Linear Regression 103 p-value

We need to talk about p-value. The calculation for p-value is a hot nightmare, not going to bother with it right now, if you need to know more about it you can find online calculators, but rarely an actual formula. Even the sites that will spill the beans on all the other formulas will resort to a t distribution calculator for p-value. Though i may fall back in a future post and spend some time on t-distribution, we shall see.

P-value has been the subject of controversy because all we have is general guidance on evaluating it. Most stats classes will state that it should be < .05 for the coefficient to be considered significant. More specifically, "The P-value is the probability of observing a sample statistic as extreme as the test statistic.“. OR from ISLR page 67 p-value “a small p-value indicates that it is unlikely to observe such a substantial association between the predictor and the response due to chance, in the absence of any real association between the predictor and the response. Hence, if we see a small p-value, then we can infer that there is an association between the predictor and the response.”

All sounds very simple, so whats the controversy? You can hack it! If we are using distribution of data and correlation between x and y, can i not remove rows of data to improve my odds of getting a low p-value? Or what if i had dozens or hundreds of columns and just wanted to find the ones that support my hypothesis? Its called data dredging.

Imagine for a moment you needed to test a new drug, it would not be surprising that if it is your drug you may want it to be successful in the trial, or you may lose funding, lose your job, maybe you have been working on this drug for ten years. Would you select patients that represent the average population of the consumer or would you select patients that would have the highest likelihood of success? What if your only trial subjects were professional guinea pigs? What if your results can not be reproduced? fivethirtyeight did a good write up on p-hacking, the very p-value we are using in linear regression.

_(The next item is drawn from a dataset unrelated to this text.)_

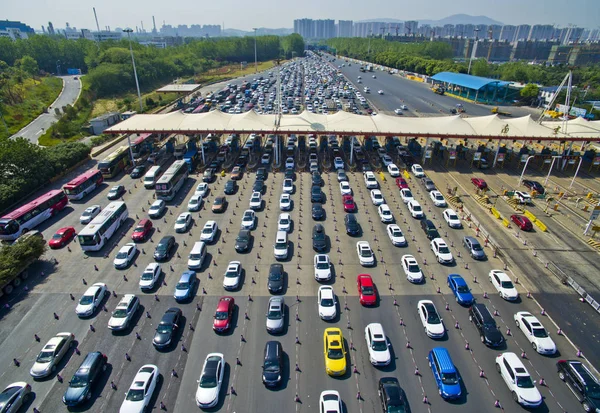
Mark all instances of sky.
[5,0,600,30]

Why does it matter to you? What if you work for one of these companies and you see something that is biased, not reproducible, or are data dredging, what will you do?

That being said, there is a school of thought that says the p-value should be thrown out as a measure of success, i tend to agree. Whats worse, what if the data dredge or bias becomes part of the production system that you sell to a consumer?

We will continue to use p-value going forward but will open up to more as well. Imagine creating 30 models and just compare the entire model to another model…? With 1 explanatory variable that hardly seems useful, but, that changes a few posts from now.